The country’s oil production is likely to face some threats if measures are not put in place to review some laws guiding the industry, the Public Interest and Accountability Committee (PIAC) has revealed in an assessment report on 10 years petroleum revenue management in Ghana.
This could impact on both local and international activities.
Some of the concerns that could cause the industry includes the growing discussion of energy transition and the impact of the African Continental Free Trade Agreement (AfCFTA) on local content legislation, a situation that has already begun affecting revenue generation from the sector.
This the report highlighted its review in order to cater for the AfCFTA.

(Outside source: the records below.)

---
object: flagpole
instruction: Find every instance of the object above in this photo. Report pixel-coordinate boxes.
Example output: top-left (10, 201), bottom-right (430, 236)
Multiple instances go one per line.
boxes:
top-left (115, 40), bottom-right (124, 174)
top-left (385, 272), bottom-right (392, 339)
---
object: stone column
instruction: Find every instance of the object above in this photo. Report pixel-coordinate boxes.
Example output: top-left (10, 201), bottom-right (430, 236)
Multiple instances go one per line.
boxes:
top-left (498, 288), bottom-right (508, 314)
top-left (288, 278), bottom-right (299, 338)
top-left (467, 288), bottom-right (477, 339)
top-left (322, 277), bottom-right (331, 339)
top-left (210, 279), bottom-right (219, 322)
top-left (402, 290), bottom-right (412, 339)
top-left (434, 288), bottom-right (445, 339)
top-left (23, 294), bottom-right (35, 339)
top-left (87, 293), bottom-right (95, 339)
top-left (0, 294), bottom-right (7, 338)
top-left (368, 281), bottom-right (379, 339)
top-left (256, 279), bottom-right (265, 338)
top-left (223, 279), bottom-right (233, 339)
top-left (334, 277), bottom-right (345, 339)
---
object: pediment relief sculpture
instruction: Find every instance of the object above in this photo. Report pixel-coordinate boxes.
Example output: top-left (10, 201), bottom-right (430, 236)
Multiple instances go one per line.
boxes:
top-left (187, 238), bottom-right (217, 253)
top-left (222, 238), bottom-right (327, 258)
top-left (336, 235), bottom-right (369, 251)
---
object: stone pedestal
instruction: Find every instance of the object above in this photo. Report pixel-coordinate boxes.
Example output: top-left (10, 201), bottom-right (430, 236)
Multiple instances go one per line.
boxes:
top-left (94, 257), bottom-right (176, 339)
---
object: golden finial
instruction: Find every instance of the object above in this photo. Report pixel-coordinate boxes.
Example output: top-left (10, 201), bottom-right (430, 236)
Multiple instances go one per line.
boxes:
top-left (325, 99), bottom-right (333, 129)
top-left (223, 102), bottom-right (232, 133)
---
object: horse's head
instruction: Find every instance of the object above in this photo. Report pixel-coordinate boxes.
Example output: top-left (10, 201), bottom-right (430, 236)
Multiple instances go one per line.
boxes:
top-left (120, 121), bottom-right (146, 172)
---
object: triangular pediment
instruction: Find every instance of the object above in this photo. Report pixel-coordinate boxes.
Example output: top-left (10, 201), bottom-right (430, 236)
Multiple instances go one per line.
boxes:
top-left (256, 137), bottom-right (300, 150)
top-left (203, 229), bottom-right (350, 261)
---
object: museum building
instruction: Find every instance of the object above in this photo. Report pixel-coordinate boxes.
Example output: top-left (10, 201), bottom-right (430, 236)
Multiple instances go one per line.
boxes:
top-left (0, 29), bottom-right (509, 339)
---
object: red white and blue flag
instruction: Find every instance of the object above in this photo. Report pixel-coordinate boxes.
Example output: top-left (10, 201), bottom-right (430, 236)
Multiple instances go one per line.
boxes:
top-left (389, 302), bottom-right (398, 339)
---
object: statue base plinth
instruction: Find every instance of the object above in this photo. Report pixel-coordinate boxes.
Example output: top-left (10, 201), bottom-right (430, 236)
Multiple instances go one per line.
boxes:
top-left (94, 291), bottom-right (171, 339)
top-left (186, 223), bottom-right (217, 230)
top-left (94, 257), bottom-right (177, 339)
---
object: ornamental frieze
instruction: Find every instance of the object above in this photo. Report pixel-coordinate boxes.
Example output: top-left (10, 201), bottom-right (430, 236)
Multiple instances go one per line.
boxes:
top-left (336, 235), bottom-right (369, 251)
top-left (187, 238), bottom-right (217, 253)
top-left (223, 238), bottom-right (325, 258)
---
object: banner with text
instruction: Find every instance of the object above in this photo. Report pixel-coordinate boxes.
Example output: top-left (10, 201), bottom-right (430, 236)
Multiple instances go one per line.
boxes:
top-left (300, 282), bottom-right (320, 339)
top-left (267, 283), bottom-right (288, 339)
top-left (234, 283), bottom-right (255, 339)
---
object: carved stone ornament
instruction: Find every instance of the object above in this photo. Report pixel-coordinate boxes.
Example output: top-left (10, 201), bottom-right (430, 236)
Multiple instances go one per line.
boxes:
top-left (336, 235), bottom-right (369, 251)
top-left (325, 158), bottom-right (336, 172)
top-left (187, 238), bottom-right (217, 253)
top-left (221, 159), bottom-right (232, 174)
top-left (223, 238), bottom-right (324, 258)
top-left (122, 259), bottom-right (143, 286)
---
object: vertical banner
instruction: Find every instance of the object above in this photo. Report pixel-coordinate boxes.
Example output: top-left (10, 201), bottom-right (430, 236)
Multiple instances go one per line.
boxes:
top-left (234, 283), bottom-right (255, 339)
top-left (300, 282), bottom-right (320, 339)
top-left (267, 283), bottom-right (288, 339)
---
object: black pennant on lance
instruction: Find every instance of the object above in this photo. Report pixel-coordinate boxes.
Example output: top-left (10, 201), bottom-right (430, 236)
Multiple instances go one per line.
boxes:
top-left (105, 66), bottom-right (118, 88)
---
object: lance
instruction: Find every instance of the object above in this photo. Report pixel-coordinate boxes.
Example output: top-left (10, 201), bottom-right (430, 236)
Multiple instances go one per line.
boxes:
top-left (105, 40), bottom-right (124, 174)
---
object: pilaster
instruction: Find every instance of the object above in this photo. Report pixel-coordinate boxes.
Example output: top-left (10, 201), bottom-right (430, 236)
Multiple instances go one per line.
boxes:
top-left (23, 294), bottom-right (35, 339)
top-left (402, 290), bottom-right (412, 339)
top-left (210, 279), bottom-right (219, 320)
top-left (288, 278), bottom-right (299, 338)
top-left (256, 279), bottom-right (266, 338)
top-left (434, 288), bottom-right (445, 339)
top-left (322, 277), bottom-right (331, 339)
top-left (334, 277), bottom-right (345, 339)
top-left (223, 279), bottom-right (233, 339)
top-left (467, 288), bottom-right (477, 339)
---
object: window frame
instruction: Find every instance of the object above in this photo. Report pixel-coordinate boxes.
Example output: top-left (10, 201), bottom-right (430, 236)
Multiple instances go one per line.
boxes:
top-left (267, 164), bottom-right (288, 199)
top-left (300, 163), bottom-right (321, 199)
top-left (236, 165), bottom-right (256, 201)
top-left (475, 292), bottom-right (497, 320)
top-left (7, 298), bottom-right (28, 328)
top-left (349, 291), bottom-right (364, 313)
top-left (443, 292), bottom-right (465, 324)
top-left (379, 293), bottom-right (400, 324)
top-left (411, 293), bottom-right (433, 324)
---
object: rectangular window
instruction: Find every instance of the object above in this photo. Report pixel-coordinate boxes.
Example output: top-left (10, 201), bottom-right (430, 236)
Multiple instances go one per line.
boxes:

Speaking at the launch of the report, Chairman of PIAC, Professor Kwame Adom Frimpong called on stakeholders to intervene as soon as possible with some reviews to both policies and regulations in the petroleum upstream sector.
“We shouldn’t forget the African Continental Free Trade Agreement is in existence and that the local content regulations must be re-looked at as soon as possible. Also the recent conversations on the energy transition which has begun impacting on revenue inflows from the sector must also be taken into consideration because production will be heavily affected.”
Responding to some of the recommendations, a Deputy Minister of Energy, Andrew Agyaper Mercer, admitted that although there may be challenges, work has begun to correct most of the concerns raised.
“Indeed it’s a good observation, but some of these calls are coming a bit too late because we have done some reviews to some of the regulations and more are ongoing. So we can accommodate some other concerns” he said.
The report also revealed that Ghana earned about $6.55 billion from oil and gas production by the end of 2020, equivalent to 9.97% of Gross Domestic Product.
Out of this amount, the Annual Budget Funding Amount (ABFA) has been allocated the highest amount of $2.6 billion (40%) over the period.
This is followed by the Ghana National Petroleum Cooperation (GNPC) which has received $2.0 billion (30%); the Ghana Stabilisation Fund (GSF) receiving an amount of $1.39 billion (21%) of total revenues; whereas the Ghana Heritage Fund (GHF) has received $586 million (9%) of the total allocation.